Тут взялась отчаянно сражаться за свои права оставленная Фемисто. Она не знала, что боги дали бывшей жене Афаманта новую, менее уязвимую жизнь, что бесполезны были попытки земной женщины соперничать с этой божественной тенью, разбоем утверждая свое семейное счастье. Всюду чудились Фемисто дети мужа от других женщин, всюду стремилась она их извести. И когда ее собственных, купавшихся в реке мальчишек подхватил водоворот, а они от страха стали звать отсутствовавшего отца, слепо веря в его спасительную силу, что-то дрогнуло в сознании матери, и, не пошевелив рукой, она дала им захлебнуться.
Так потерял Афамант и этих детей. И теперь оставалось ему, так безнадежно таявшему в своем потомстве, что ничего живого в нем больше не сохранялось, сгинуть самому, уже без каких бы то ни было заметных обстоятельств, неизвестно где и как.
Рассказ затянулся, и Деион устал. Он еще нашел в себе силы, чтобы коротко сообщить о двух других эолидах — Магне и Периере, мирно окончивших дни в своих владениях, но тяжкую долю последнего брата Кретея приходилось отложить до другого раза. Был в этом и бессознательный умысел старика, сколь возможно оттягивавшего разговор о том, что прямо задевало гостя.

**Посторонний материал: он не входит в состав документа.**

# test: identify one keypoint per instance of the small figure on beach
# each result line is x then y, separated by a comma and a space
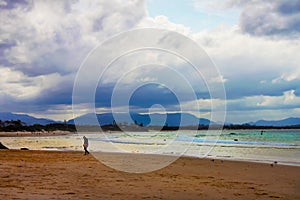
85, 145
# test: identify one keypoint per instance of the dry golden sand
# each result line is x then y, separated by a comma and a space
71, 175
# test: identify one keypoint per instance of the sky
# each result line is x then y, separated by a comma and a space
253, 44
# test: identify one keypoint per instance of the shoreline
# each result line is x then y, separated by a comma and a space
35, 134
63, 175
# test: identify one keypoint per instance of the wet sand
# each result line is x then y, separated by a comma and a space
71, 175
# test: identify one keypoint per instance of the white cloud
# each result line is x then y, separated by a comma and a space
18, 85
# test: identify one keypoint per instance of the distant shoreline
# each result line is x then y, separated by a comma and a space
71, 175
34, 134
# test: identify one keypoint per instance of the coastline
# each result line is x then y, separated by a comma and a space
61, 175
35, 134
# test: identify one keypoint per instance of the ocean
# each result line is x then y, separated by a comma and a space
282, 146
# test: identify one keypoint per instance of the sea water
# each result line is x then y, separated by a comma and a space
281, 145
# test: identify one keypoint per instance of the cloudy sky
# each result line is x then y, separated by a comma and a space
254, 44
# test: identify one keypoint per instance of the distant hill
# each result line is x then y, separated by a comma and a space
172, 119
29, 120
284, 122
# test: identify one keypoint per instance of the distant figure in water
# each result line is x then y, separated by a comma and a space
85, 145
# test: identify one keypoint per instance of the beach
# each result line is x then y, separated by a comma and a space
71, 175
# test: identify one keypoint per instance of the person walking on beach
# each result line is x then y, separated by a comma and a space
85, 145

Теперь совсем стемнело. Широкое крыльцо у песчаной площадки освещали два факела, бесшумно зажженные рабом. Пролетели над домом гуси, коротко уточняя что-то друг другу низкими голосами. Подняв голову, Сизиф отыскал среди сентябрьских созвездий Плеяд и долго старался разглядеть между шестью звездами седьмую, то ли отсутствовавшую, то ли остававшуюся невидимой.
При всей ее гибельной изощренности, жизнь была проста, предлагая лишь два направления — к успеху или поражению. И завершенные, и близившаяся к концу судьбы братьев отчетливо на это указывали, еще раз грубо ткнув носом в утраченное им время, но и дав тем самым редкую возможность увидеть всех вместе в единой перспективе, где и ему полагалось стоять в нужном ряду. Для обозрения открывалась династия, разделившаяся на благословенных и отверженных, ибо по некоторым намекам и умолчаниям Деиона он мог догадаться, что с Кретеем дела обстояли не лучше, чем с Афамантом и Салмонеем. Кому же в затылок следовало стать ему? Нынешнее положение выглядело, как необычно ранний провал, так что в самый раз было вслед за временем утратить всякую надежду. Но не ощущал Сизиф никакой угнетенности духа. Напротив, ему казалось, что вместе с новым испытанием, к которому он готовился, близится непонятное еще, но вполне реальное освобождение. Отнюдь не бесславный конец предрекал ему оракул. Возможно, не суждено ему было испытать и безмятежное счастье, подобно Деиону или Магну, но означало все это только одно — выпадение из ряда, свою собственную, отличную от рода стезю. Разве не оказывался он теперь, единственный среди братьев с еще не завершенной судьбой, — седьмым? Разве не обещало ему всегда это строгое число удачу? И разве не выпал он уже из времени самым недвусмысленным образом? Ничего принадлежавшего ему он пока не потерял, и даже рванувшееся из рук время не оставило на нем своих следов.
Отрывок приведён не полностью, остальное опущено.